Joan was not the only one impressed by the vast number of Granny's memories.

"Imagine," Rebecca Mary turned to Richard, who was at her elbow, "having so many things you want to remember. Most of my experiences I want to forget." And she shivered.

"Have they been so unpleasant?" Richard had never imagined he could be so sympathetic. "But I've heard that the hard experiences are the very ones that people like best to remember."

Rebecca Mary shook her head. "How can they?" She didn't see how any one would want to remember unpleasant experiences.

"But you aren't going to have any more disagreeable times," promised Richard confidently, as if he knew exactly what the future had in store for her. "You are going to walk on Pleasant Avenue from now on."

"I hope so." But Rebecca Mary was not so confident, although she looked up and smiled at him. "I surely have been on Pleasant Avenue this evening, but now I must run back to Worry Street. I'm like Cinderella, only out on leave." And she laughed at his prophecy before she went over to tell Granny that she had never had such a good time.

"Must you go?" Granny held her hand in a warm friendly clasp and thought that the child looked as if she had had a good time. "Wait a minute. Peter——"

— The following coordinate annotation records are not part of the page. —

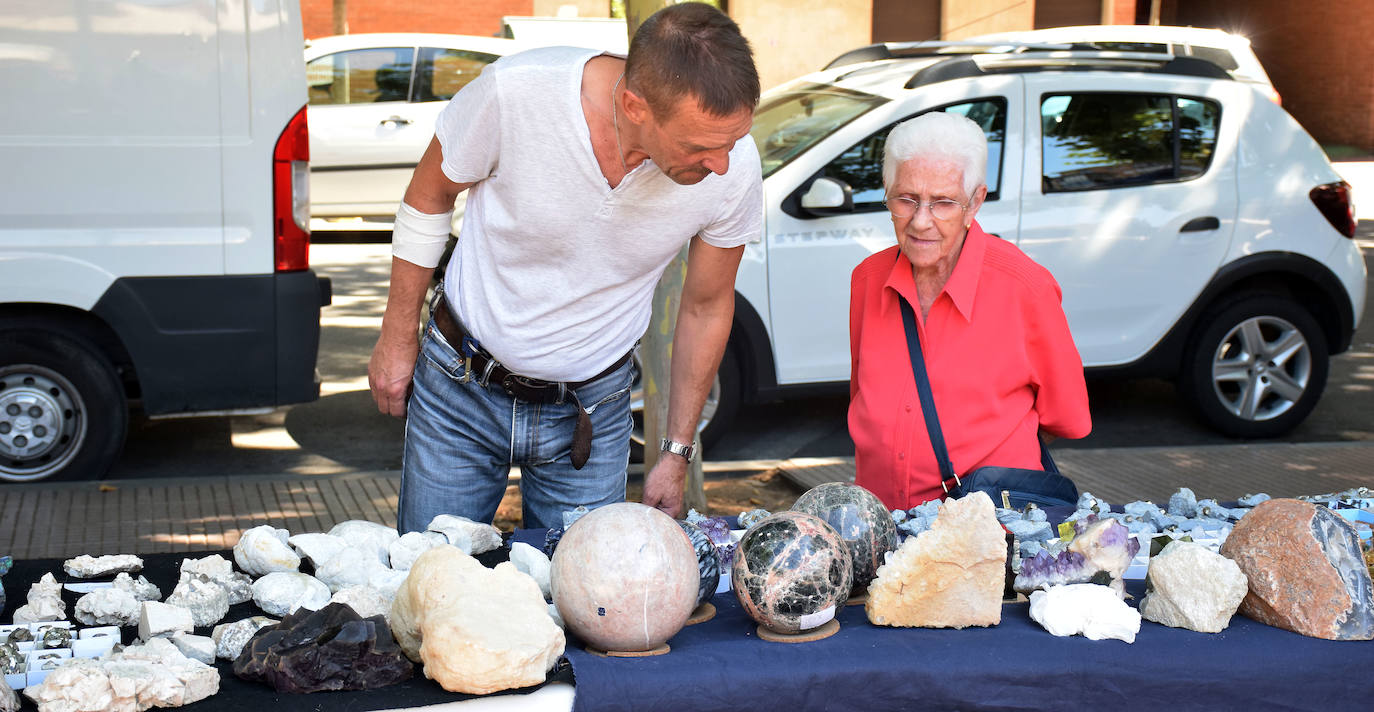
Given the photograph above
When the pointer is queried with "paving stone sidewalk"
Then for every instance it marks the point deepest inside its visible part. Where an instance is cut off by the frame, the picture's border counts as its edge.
(61, 520)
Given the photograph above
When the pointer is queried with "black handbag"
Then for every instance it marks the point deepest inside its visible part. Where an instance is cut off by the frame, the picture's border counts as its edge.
(1009, 487)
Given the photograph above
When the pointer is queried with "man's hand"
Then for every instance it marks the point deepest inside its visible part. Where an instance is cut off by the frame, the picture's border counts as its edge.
(664, 484)
(389, 373)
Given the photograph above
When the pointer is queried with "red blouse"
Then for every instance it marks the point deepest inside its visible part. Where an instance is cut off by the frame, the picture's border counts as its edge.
(1000, 360)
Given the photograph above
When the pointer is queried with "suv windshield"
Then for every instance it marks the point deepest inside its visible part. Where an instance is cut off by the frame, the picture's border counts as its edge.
(789, 123)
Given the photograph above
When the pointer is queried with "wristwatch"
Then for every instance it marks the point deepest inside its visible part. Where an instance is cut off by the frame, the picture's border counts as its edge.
(678, 448)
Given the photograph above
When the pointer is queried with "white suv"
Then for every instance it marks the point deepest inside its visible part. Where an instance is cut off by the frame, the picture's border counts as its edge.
(1197, 231)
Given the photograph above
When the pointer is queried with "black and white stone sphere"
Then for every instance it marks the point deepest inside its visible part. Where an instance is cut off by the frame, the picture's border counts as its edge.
(624, 577)
(708, 564)
(790, 572)
(862, 521)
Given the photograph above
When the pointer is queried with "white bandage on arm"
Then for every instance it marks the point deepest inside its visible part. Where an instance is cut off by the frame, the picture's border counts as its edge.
(419, 238)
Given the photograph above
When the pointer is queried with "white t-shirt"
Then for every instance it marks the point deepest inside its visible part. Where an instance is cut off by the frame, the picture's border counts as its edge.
(554, 271)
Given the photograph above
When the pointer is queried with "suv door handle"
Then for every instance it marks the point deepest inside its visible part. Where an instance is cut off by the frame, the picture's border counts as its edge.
(1200, 224)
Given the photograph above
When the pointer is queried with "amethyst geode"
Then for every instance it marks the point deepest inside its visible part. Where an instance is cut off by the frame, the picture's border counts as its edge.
(327, 649)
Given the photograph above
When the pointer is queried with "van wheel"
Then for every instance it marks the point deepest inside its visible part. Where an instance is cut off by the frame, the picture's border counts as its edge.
(62, 408)
(1256, 367)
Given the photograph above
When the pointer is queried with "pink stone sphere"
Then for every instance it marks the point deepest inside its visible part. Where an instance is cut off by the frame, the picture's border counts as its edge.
(624, 577)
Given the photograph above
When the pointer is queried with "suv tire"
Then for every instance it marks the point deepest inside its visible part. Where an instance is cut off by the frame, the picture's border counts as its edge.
(66, 397)
(1256, 366)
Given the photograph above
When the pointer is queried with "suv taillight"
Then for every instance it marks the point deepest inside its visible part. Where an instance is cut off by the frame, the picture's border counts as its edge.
(1334, 202)
(291, 195)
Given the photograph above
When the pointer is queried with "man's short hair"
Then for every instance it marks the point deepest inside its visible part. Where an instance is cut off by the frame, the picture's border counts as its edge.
(693, 50)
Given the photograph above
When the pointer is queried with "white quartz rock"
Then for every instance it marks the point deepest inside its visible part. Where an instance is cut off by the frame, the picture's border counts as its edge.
(533, 562)
(140, 588)
(230, 638)
(1086, 609)
(88, 566)
(282, 593)
(351, 566)
(318, 547)
(1193, 587)
(107, 606)
(263, 550)
(199, 594)
(364, 599)
(411, 544)
(368, 536)
(162, 620)
(471, 538)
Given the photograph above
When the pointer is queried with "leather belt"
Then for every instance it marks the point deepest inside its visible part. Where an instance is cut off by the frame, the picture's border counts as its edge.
(488, 371)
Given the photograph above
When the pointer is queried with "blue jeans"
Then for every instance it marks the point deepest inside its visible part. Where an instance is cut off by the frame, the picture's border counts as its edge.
(462, 439)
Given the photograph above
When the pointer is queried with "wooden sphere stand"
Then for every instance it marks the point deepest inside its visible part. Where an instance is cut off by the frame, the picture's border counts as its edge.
(804, 637)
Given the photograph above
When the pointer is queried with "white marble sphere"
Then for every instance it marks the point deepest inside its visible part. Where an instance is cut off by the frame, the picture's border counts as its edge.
(624, 577)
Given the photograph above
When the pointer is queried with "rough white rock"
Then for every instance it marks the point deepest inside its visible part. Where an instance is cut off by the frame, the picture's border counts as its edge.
(364, 599)
(237, 586)
(469, 536)
(142, 588)
(230, 638)
(318, 547)
(139, 678)
(410, 546)
(162, 620)
(351, 566)
(1086, 609)
(88, 566)
(533, 562)
(195, 646)
(282, 593)
(368, 536)
(199, 594)
(107, 606)
(1193, 587)
(263, 550)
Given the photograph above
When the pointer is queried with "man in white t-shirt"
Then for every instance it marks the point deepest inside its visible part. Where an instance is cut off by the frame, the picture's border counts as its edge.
(586, 175)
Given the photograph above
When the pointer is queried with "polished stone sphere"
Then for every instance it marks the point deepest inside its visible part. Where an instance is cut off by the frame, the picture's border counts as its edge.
(790, 572)
(708, 564)
(862, 521)
(624, 577)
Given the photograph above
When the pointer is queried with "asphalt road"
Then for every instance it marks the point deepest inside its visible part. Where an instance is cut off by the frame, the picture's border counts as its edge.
(342, 430)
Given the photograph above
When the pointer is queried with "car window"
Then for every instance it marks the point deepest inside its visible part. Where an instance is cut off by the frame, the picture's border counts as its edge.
(444, 72)
(360, 76)
(1110, 140)
(787, 124)
(860, 167)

Rebecca Mary's heart thumped. Was Granny going to ask Peter to take her home? But if Granny was she didn't for Richard interrupted her.

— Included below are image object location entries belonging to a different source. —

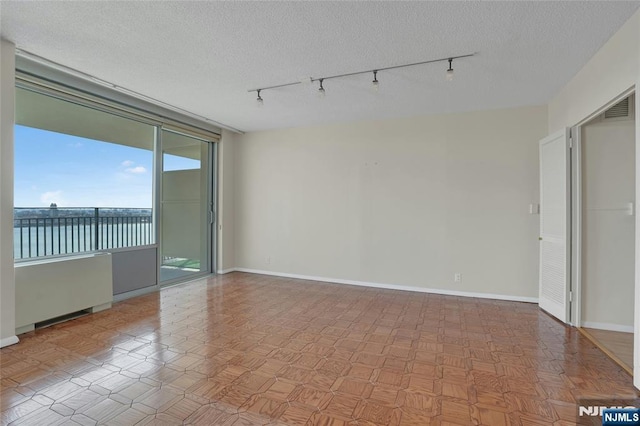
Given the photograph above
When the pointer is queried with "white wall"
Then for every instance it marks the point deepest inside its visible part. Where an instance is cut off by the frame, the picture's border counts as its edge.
(226, 201)
(7, 117)
(406, 202)
(612, 70)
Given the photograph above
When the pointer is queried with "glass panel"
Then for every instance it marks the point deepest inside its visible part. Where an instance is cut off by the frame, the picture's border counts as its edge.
(83, 178)
(184, 230)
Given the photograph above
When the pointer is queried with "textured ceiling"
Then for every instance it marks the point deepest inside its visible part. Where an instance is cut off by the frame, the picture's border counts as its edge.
(204, 56)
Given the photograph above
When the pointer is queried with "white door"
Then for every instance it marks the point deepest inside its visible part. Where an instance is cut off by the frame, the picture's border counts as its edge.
(555, 227)
(608, 224)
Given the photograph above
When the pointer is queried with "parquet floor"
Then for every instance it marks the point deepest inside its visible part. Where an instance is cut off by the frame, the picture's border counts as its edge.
(244, 349)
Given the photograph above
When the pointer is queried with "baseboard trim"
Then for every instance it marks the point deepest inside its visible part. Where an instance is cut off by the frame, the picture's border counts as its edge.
(135, 293)
(7, 341)
(393, 286)
(608, 326)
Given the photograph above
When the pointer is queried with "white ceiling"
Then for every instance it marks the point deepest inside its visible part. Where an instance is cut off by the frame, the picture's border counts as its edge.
(204, 56)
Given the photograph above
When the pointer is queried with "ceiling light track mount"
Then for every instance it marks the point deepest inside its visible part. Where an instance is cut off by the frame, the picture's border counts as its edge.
(449, 74)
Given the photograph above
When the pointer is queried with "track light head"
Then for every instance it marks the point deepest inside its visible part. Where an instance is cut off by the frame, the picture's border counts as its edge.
(449, 75)
(321, 91)
(375, 84)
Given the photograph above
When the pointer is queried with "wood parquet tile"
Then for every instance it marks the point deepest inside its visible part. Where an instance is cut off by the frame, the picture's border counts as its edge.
(244, 349)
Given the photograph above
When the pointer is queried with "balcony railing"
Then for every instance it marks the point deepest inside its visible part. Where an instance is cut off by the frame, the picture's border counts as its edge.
(55, 231)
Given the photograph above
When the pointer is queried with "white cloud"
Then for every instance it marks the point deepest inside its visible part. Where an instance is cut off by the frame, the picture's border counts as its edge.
(136, 170)
(52, 197)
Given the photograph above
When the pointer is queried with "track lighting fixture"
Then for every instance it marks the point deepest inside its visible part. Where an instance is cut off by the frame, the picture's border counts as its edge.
(375, 83)
(259, 98)
(321, 91)
(450, 70)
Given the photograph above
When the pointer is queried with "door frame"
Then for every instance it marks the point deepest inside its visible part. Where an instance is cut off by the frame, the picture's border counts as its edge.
(211, 203)
(576, 214)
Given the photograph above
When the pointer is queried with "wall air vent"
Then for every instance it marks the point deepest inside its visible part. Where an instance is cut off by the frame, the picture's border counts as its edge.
(619, 110)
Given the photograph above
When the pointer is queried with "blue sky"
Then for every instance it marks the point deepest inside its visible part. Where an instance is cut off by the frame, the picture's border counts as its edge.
(76, 172)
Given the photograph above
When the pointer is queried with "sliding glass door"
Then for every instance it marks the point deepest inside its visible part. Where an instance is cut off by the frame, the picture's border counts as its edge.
(186, 201)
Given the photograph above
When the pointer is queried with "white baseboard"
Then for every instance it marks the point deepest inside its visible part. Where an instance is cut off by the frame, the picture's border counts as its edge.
(134, 293)
(393, 286)
(9, 341)
(607, 326)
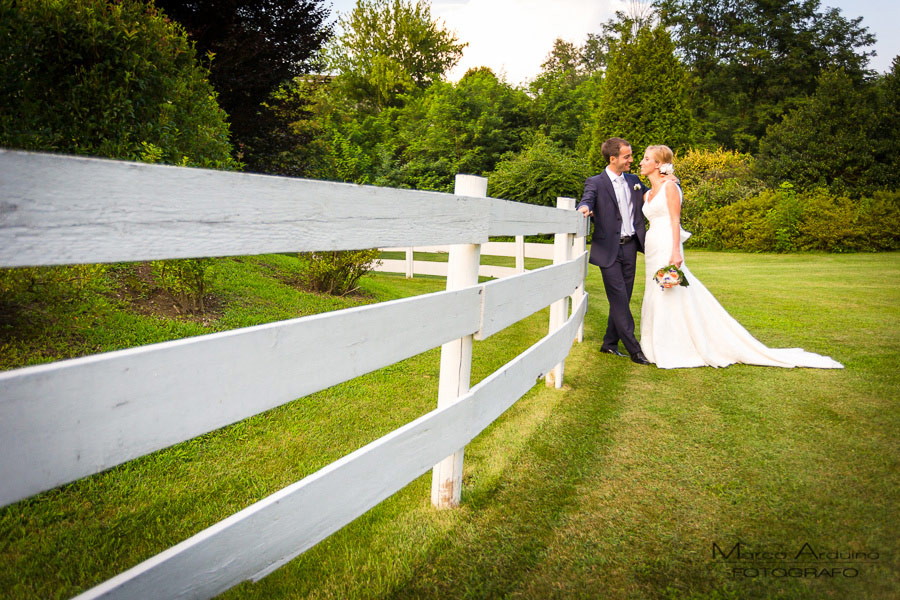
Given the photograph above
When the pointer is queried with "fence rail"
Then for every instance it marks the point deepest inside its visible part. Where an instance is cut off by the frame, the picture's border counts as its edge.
(69, 419)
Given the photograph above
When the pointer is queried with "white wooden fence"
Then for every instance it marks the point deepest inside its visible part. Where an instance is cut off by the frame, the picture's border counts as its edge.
(520, 249)
(73, 418)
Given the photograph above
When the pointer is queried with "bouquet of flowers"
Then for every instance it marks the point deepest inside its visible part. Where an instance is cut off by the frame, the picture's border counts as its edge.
(670, 276)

"Let me take Miss Wyman home. I have my car."

"I have mine, too," grinned Peter.

"But you have your mother. I'm alone."

Beggars cannot be choosers and although she would far rather have gone with Peter it was pleasant to ride with Richard in his big car, Joan tucked between them. Richard bent forward.

"Tired?" he asked gently.

"I'm glad to be tired to-night." Rebecca Mary spoke almost fiercely. "I've been dead tired from work and from disappointment, but it hasn't been often that I've been tired from pleasure." And then she amazed herself and charmed Richard by telling him something of her life, which had been so full of work and disappointment and so empty of pleasure. She even told him of Cousin Susan and the price she had paid for their tea at the Waloo, and Richard, banker though he was, had never heard of kitchen curtains buying tea for two.

"You were there that afternoon," she reminded him after she had decided that she would not tell him about the four-leaf clover. It would sound too foolish to a bank vice-president.

"I know," Richard said hastily before he went on in his usual matter-of-fact voice. "You modern girls are wonderful. You are as brave as a man, braver than lots of men I know."

"That's because we have to be brave," Rebecca Mary explained. "I don't know why I've bored you with my stupid past," she said, rather ashamed of her outburst. "I've never spilled all my troubles on any one before."

"I'm mighty flattered that you told them to me. It means that we are going to be friends, doesn't it?" He bent forward to see as well as to hear that she would be friends with him. It was not often that Richard had asked for a girl's friendship.

Rebecca Mary felt that in some occult feminine fashion, and she offered him a warm little hand and said indeed she should be glad to be friends with him. If her voice shook a trifle when she said that it must have been because Richard was such a very important young man in Waloo.

Before she went to bed Rebecca Mary took out her memory insurance policy and entered another payment.

"A fox trot with the hero of Waloo."

So far as her memory insurance went the most promising young man in Waloo did not seem to exist although she liked him very very much. But Rebecca Mary was like everybody else, she would rather have what she wanted than what she could get.